The planned Turkish Antarctic Research Station (TARS) is to be built in the southern part of the Antarctic Peninsula on Horseshoe Island. Between 24 and 50 people are to be accommodated in the station, which is to operate all year round. The graphic shows the various buildings and structures planned. (picture aside)
Horseshoe Island which is almost 12 km long and 6 km wide is located at 67°51’South, 67°12’ West, in the southern part of the Antarctic Peninsula in Marguerite Bay, well below the Arctic Circle. Nearby are the British station Rothera (WAP GBR-12), the Argentine station San Martin (WAP ARG-Ø8) and at 67°48’30”South, 67°17’39” West, the old Station Y also known as Horseshoe Base (WAP GBR-14), an inactive but relatively unaltered and completely equipped British research Refuge of the late 1950s. It includes ‘Blaiklock’, a nearby Refuge Hut (WAP GBR-NEW), been designated a Historic Site or Monument (HSM 63), following a proposal by the United Kingdom to the Antarctic Treaty Consulttive Meeting.

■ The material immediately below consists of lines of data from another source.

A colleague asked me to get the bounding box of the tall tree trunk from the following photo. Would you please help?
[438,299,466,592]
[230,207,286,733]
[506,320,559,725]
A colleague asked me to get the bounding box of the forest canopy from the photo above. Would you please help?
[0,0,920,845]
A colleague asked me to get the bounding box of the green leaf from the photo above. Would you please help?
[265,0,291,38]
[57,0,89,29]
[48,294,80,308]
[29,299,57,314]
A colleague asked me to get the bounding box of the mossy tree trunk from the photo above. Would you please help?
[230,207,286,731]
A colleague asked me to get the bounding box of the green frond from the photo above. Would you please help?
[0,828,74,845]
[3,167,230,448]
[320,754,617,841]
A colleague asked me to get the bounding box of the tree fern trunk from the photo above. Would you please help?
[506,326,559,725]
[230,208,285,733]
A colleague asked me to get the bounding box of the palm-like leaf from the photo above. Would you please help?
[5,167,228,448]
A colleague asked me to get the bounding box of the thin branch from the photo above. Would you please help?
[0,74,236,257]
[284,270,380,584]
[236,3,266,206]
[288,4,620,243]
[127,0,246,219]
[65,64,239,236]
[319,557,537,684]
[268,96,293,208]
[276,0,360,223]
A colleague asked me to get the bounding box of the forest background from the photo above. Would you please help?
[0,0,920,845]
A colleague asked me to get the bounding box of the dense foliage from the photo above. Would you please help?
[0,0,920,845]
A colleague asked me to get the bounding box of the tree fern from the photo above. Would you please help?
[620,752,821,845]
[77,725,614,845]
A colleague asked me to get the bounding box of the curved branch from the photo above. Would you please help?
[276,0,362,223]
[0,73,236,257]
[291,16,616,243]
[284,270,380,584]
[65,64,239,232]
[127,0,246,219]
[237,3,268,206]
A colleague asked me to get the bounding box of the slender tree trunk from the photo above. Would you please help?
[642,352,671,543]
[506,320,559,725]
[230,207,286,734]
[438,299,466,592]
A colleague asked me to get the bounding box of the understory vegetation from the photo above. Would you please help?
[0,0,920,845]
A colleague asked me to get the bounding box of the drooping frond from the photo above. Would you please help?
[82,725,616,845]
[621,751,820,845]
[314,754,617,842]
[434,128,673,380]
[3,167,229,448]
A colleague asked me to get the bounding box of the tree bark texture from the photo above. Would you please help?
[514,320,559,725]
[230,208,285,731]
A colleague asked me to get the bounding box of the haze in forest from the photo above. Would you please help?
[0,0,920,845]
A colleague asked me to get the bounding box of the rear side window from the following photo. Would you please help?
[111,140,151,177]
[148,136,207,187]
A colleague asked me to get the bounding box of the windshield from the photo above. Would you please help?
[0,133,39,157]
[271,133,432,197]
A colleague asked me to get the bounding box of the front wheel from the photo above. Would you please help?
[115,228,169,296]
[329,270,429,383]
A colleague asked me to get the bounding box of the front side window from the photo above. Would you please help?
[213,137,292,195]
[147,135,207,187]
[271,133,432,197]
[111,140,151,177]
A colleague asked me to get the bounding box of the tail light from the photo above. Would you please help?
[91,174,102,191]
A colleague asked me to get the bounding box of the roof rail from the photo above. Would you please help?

According to the Turkish Polar Institute TUBITAK MAM PRI, which is responsible for the management and operation of the station, the TARS (Turkish Antarctic Research Station) should be able to accommodate up to 50 people after completion. After a two-year trial run during the Antarctic summers, it will be eventually operated year-round and will advance the national Antarctic research program. Research areas include climate and ice science, atmospheric and space sciences, biological and earth sciences, and the impact of human activities on Antarctica. These research branches are part of the Turkish Polar Research Program, which has been in force in Antarctica since 2017.
The planned station will be built with prefabricated components produced in Turkey. Within two years of receiving the green light, the station should be ready for operation. Currently, only containers for eight people are available on Horseshoe Island to serve as a summer research camp.

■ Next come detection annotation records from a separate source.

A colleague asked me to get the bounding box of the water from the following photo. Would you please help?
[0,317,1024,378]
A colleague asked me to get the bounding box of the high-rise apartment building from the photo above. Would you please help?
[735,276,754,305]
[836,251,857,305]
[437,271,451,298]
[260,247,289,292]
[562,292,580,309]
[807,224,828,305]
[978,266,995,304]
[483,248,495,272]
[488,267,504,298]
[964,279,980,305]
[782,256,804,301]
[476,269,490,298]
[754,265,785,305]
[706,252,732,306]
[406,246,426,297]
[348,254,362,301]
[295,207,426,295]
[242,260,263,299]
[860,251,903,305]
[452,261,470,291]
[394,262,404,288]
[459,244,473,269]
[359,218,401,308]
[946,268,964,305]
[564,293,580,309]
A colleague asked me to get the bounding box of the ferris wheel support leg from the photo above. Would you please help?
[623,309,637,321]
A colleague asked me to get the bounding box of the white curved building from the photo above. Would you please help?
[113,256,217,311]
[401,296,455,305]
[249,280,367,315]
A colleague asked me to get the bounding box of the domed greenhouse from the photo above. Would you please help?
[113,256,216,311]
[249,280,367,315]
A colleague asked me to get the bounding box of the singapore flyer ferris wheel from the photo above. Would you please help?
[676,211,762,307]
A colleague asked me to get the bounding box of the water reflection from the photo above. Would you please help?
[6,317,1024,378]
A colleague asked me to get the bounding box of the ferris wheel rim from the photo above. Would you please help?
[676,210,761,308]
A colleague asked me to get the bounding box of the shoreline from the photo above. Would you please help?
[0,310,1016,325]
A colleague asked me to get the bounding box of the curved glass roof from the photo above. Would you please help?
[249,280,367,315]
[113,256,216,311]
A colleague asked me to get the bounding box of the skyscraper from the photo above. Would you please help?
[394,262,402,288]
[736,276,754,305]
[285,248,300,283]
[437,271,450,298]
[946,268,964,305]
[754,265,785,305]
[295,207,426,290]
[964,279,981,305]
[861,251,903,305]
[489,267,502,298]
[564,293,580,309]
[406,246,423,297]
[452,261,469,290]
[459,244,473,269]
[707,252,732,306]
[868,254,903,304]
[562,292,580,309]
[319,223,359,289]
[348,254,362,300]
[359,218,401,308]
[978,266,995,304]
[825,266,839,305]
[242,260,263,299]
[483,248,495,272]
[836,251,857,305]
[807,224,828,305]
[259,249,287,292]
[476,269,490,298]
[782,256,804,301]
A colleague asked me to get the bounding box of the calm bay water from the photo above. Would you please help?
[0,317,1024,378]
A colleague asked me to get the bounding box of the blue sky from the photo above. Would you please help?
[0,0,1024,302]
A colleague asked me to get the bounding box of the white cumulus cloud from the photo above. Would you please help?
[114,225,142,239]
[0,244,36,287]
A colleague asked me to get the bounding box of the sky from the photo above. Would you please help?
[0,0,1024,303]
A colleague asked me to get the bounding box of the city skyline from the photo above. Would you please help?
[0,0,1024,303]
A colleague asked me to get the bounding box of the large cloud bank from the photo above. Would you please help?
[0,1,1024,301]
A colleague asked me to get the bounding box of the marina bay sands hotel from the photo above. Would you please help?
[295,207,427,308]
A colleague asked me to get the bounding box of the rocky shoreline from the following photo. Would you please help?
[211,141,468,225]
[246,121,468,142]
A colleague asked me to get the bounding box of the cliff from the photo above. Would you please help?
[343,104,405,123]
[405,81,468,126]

Turkey is one of the youngest Antarctic nations and is hitting the accelerator. A first Antarctic expedition with Turkish participation was launched in 2016 together with Ukraine.
After Turkey ratified the Madrid Protocol on the Environment in 2017, the way was clear for its own expeditions. Just one year later, the temporary research camp was set up on Horseshoe Island. This is now to be replaced by the new Station.